Sebenarnya tindakan defensif dari penulis memang wajar terjadi, tetapi di sisi lain juga teramat disayangkan karena kritik adalah sebuah poin pengembangan diri, bahkan jika kritik tersebut tergolong menjatuhkan. Mengapa? Karena dari situ mental penulis akan digembleng.

Contoh sederhananya menghadapi kritik adalah seperti penjual soto. Ketika sotonya dijual otomatis yang menikmati dan merasakan adalah pembeli. Saat pembeli berkomentar, "ini koq gini rasanya?" Ada dua sikap yang bisa diambil oleh si penjual, menerima atau menampik? Akan bertanya, "Apa yang kurang/salah?" atau "Nah, situ emang bisa bikin soto kayak saya?"

Dari dua pilihan tersebut, kita pasti tahu dampak apa yang akan didapat si penjual soto dalam hal pengembangan diri. Dan hal ini juga berlaku kepada sosok penulis. Ada satu catatan yang pernah saya dapatkan dari sebuah blog [lupa namanya ] bahwa jika sebuah karya telah dipublikasikan pada khalayak umum, maka karya tersebut sudah bukan lagi menjadi hak pembuatnya. Jadi, apresiasi apapun dari masyarakat harus diterima.

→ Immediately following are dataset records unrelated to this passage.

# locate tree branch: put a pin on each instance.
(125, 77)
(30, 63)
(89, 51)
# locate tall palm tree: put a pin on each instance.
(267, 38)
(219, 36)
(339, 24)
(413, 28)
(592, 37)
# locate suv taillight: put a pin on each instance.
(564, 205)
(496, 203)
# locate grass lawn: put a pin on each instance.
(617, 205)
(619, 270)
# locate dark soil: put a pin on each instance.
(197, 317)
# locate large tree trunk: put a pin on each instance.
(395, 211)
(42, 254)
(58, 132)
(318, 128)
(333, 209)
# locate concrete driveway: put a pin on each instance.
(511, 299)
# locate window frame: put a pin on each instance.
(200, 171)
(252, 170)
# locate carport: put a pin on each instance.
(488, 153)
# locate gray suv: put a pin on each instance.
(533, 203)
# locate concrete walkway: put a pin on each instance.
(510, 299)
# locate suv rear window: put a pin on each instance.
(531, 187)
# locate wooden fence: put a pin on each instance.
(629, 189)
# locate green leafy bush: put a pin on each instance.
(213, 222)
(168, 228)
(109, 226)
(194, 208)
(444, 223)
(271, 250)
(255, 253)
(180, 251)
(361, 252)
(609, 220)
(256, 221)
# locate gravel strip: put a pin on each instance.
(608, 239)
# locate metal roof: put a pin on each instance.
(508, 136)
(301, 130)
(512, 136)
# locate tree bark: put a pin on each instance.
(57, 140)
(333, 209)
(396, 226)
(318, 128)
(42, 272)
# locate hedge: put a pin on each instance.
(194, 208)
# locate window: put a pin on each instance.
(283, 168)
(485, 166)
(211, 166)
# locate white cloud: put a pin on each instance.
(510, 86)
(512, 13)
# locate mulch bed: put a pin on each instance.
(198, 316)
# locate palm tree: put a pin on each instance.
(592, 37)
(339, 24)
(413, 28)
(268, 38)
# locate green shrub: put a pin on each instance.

Nah, rasanya tidak adil jika saya hanya menyoroti dari sosok penulis. Sekarang saatnya berbincang tentang pengkritik itu sendiri, alias tukang pembuat resensi/ review. Kalau sudah masuk ke area ini, sudah pasti seperti menguleg-uleg dan memperingatkan diri sendiri. Ya iyalah, wong saya senang sekali mengomentari buku orang padahal tidak pernah menerbitkan buku.

Namun, kalau ditilik dari contoh penjual soto. Seorang pengkritik karya soto sebenarnya bukan orang yang ahli membuat soto. Bisa jadi dia hanyalah penikmat soto, dari satu tempat ke tempat yang lain, sehingga lidahnya mampu ‘membaca’ kenikmatan dari setiap sajian soto. Kurang lebih begitulah yang dirasakan seorang pe-review buku -- atau mungkin hanya perasaan saya seorang ya? heheee...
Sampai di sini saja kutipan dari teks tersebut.